42 stars 2 forks source link

Issue pre-processing TCGA slides #7

Closed BenPashley closed 3 months ago

BenPashley commented 4 months ago

Hi,

I am following your instructions using your implementation of CLAM to extract the patches and generate the h5 files. When I get to processing the larger slides, I get the following error.

Maximum support image dimension is 65500

How did you manage to overcome this limitation using your CLAM implementation?

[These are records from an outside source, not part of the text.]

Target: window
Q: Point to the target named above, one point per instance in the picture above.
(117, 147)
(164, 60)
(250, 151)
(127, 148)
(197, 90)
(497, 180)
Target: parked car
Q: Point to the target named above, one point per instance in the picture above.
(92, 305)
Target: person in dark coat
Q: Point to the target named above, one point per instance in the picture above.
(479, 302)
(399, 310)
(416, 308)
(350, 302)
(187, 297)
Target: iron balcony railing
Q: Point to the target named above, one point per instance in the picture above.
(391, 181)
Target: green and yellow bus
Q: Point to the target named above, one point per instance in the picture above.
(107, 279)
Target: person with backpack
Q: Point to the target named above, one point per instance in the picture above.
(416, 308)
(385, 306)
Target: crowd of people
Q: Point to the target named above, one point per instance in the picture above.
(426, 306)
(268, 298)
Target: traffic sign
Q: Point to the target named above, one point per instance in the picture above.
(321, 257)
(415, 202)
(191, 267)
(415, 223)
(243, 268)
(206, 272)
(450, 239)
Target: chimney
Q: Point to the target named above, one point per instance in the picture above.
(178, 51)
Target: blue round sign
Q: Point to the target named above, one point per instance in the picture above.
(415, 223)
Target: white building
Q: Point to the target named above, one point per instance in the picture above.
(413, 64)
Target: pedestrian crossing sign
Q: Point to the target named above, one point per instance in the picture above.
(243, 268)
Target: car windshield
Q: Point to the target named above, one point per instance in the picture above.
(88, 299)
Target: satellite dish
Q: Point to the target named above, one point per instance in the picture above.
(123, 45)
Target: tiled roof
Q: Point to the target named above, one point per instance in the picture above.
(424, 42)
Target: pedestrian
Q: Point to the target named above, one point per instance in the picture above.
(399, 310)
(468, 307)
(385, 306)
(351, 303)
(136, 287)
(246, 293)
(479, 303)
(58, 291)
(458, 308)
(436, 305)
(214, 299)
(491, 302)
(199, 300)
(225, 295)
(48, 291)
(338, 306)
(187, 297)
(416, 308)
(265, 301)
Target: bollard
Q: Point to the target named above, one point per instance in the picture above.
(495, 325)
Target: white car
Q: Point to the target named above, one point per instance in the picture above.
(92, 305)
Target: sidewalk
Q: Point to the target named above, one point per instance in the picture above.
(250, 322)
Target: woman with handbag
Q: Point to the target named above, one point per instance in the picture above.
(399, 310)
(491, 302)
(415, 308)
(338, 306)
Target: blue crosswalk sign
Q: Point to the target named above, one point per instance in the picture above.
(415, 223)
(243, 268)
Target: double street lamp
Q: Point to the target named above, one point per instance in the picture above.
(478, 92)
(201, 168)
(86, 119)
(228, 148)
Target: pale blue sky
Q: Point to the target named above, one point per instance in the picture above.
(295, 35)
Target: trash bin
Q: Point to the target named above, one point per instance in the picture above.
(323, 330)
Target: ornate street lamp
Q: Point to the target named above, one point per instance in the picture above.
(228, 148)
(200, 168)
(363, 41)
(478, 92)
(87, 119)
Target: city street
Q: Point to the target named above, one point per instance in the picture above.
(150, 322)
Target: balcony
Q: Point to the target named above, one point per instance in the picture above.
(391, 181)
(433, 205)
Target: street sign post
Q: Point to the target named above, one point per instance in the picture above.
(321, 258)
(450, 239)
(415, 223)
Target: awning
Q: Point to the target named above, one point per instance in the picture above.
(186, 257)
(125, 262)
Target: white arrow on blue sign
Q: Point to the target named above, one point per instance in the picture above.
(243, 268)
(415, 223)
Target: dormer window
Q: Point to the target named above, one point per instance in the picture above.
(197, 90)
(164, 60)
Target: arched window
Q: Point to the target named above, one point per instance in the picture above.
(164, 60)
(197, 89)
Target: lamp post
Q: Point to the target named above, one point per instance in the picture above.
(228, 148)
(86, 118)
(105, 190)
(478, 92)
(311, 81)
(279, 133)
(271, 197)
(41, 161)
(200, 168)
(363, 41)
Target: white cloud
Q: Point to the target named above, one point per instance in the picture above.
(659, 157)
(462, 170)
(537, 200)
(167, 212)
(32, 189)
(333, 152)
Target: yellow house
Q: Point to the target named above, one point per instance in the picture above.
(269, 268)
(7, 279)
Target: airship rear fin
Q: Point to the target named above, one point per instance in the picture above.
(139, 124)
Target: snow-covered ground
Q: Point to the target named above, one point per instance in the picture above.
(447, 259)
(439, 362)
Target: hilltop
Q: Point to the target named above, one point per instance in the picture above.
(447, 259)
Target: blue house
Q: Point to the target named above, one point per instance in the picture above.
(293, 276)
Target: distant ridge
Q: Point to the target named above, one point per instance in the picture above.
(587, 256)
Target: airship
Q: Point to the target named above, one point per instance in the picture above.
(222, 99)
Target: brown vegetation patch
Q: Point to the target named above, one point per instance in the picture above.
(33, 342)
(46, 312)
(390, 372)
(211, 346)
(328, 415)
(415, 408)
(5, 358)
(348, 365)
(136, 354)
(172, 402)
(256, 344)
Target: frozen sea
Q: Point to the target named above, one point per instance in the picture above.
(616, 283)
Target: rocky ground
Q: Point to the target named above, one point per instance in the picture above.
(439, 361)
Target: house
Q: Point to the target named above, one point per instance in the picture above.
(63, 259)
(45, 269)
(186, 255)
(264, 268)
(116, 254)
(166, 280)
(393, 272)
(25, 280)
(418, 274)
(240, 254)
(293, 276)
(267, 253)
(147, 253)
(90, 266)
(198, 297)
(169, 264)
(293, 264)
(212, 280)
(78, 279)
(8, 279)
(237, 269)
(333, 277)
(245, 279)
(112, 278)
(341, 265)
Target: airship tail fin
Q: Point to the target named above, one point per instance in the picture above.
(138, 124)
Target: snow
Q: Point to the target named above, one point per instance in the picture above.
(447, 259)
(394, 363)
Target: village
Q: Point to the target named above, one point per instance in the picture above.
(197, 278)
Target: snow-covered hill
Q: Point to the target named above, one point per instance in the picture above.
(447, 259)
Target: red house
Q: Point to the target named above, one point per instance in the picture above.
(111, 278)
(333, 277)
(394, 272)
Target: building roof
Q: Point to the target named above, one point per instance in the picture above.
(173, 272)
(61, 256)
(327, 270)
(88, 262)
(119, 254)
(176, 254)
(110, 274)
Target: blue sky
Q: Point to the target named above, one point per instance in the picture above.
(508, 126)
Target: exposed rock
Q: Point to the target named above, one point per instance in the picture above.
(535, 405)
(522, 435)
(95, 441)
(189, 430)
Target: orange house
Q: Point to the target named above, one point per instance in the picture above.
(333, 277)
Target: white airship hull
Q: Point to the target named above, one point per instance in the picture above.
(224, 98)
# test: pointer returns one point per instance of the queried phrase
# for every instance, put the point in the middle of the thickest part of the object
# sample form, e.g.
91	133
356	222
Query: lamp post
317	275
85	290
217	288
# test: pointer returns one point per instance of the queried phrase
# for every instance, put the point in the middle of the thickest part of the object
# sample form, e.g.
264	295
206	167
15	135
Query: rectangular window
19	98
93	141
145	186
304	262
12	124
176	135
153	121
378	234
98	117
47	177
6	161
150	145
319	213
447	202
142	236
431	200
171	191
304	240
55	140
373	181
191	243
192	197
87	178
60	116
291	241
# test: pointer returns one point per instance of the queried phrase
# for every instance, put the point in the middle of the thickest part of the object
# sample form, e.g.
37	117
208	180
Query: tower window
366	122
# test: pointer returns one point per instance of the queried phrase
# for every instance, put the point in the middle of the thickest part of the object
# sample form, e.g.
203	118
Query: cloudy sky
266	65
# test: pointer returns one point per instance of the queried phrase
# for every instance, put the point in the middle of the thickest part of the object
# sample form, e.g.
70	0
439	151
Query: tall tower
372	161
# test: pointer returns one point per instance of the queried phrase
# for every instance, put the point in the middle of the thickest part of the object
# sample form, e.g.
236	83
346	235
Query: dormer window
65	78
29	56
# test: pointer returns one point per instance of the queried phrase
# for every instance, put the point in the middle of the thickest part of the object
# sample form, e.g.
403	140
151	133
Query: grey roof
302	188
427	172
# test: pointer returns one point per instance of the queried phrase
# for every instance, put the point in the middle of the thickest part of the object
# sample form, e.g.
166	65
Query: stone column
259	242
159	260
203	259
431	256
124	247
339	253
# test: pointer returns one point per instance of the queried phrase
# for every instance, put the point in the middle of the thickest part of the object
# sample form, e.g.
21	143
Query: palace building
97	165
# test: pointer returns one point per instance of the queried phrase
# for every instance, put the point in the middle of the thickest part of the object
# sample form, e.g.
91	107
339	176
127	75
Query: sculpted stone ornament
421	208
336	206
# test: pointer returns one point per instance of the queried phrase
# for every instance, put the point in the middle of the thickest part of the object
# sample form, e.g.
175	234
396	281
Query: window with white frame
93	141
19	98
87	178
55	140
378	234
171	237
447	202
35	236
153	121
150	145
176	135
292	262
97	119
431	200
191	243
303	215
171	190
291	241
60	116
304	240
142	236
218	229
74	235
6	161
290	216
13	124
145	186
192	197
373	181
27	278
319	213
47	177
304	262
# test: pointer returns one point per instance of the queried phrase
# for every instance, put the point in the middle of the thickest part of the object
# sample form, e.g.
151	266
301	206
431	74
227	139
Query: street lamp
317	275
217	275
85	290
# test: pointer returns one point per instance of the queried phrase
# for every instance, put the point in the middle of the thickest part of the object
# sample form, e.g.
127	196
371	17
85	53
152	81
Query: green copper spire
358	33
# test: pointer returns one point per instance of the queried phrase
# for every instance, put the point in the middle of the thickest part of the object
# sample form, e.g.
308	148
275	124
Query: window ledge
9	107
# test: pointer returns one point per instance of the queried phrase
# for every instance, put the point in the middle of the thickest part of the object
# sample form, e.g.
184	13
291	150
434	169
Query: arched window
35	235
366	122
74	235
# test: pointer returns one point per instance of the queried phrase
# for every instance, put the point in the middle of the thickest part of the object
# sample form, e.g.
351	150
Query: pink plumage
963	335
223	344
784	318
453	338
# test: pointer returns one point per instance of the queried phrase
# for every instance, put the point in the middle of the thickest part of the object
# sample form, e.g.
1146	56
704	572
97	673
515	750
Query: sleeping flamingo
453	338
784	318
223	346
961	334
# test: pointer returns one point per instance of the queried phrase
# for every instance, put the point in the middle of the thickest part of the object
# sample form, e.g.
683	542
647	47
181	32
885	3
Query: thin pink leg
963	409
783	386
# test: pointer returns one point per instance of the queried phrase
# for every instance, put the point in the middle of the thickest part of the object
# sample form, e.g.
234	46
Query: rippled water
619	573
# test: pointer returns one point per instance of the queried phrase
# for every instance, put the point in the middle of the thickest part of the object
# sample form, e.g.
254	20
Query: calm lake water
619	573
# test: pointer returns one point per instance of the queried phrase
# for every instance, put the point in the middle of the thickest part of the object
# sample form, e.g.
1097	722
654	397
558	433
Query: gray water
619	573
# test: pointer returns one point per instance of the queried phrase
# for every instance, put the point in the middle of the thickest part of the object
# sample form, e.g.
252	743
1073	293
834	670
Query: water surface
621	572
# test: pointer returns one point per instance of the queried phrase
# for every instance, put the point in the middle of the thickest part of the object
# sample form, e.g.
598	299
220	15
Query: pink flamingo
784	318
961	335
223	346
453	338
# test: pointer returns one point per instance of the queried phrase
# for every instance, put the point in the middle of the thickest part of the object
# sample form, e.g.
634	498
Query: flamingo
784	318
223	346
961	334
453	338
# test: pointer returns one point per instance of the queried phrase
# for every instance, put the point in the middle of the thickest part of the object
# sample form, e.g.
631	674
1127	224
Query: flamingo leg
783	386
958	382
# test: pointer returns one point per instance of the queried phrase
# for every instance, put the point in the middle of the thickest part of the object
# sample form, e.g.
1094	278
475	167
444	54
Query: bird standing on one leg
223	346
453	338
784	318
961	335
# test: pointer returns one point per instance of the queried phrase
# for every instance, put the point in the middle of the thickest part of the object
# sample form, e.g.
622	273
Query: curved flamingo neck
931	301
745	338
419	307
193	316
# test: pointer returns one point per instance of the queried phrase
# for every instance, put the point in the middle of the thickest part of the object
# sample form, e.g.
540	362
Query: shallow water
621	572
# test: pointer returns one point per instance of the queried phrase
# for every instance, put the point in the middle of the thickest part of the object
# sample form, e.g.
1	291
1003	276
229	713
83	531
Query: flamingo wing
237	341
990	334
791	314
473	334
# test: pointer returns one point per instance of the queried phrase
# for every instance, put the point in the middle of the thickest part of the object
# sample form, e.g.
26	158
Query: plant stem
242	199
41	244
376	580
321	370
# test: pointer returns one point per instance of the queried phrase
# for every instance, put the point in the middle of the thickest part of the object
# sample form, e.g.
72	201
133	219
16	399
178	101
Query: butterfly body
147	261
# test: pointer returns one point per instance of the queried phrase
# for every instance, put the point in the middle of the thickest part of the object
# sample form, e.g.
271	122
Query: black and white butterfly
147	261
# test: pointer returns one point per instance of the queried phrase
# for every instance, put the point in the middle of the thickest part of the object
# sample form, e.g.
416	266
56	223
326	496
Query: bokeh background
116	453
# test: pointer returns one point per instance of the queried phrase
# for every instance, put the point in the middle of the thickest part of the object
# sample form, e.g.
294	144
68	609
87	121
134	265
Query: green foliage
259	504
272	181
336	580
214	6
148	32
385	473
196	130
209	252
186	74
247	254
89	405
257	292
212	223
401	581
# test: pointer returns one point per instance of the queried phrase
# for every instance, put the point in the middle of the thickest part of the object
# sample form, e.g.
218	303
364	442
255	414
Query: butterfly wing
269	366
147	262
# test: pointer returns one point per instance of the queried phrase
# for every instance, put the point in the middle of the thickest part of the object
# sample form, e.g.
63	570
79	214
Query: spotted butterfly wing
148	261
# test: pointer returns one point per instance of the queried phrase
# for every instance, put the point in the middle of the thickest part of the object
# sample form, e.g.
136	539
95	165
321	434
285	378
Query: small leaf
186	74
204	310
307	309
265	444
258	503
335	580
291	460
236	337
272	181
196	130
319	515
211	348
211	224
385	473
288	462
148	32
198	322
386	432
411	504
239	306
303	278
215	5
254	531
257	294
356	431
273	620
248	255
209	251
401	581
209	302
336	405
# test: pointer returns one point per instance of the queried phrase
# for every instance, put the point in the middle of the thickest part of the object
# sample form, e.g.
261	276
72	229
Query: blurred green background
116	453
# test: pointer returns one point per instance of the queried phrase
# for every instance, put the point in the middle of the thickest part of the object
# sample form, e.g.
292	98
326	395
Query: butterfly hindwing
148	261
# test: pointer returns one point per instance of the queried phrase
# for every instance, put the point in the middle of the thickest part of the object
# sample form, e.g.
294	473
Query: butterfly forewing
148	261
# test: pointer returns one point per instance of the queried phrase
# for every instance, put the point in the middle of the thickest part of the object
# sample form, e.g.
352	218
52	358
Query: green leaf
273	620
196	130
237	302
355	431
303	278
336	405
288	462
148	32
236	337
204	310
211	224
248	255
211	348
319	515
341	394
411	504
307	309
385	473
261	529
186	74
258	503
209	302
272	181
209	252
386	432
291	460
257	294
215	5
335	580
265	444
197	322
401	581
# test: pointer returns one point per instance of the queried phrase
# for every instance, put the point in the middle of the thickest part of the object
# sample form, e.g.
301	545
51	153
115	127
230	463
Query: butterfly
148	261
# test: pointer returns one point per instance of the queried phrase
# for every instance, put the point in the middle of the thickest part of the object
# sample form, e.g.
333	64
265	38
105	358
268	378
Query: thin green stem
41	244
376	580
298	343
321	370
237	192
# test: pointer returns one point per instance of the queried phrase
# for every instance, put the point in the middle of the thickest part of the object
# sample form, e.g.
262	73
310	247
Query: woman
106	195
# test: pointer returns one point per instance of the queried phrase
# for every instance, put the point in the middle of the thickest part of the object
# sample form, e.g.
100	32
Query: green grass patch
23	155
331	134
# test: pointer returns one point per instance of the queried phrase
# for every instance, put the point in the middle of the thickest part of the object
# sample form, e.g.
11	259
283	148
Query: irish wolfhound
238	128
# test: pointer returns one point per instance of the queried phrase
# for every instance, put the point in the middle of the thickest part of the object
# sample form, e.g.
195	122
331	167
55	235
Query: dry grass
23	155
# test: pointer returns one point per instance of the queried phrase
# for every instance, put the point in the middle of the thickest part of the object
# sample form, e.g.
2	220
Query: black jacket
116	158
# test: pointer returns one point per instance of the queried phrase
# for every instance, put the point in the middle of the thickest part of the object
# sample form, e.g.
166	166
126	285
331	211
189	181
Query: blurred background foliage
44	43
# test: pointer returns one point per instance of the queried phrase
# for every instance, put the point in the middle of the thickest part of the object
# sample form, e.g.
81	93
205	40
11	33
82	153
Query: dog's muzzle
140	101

As per the other issue, I am unable to download all of your pt files efficiently due to the download limitation of Sharepoint (although keen to repeat your process end to end).

Any help and guidance would be much appreciated!

Ben

dddavid4real commented 4 months ago

Hi,

In the .sh script for patch segmenting, you could add this line of code at the start to mitigate this error:

export OPENCV_IO_MAX_IMAGE_PIXELS=10995116277760

Let me know if this works out.

For the downloading issue, we currently don't have a better solution either. So a possible way is to extract them using the original WSIs. And if you are using a personal PC, try to synchronize the files using Onedrive rather than downloading them directly.

BenPashley commented 4 months ago

Many thanks. I managed to resolve the issue by replacing your version of wsi_core/WholeSlideImage.py from the CLAM repo. That said, you mention that your version is accelerated. Is there anything else I should consider with not using your version?

dddavid4real commented 4 months ago

Hi, main acceleration is implemented in the extract_features_fp.py file (used for feature extraction). If any error occurs during feature extraction, you could put back our original wsi_core/WholeSlideImage.py to try mitigating the errors.

Feel free to report any unexpected problems!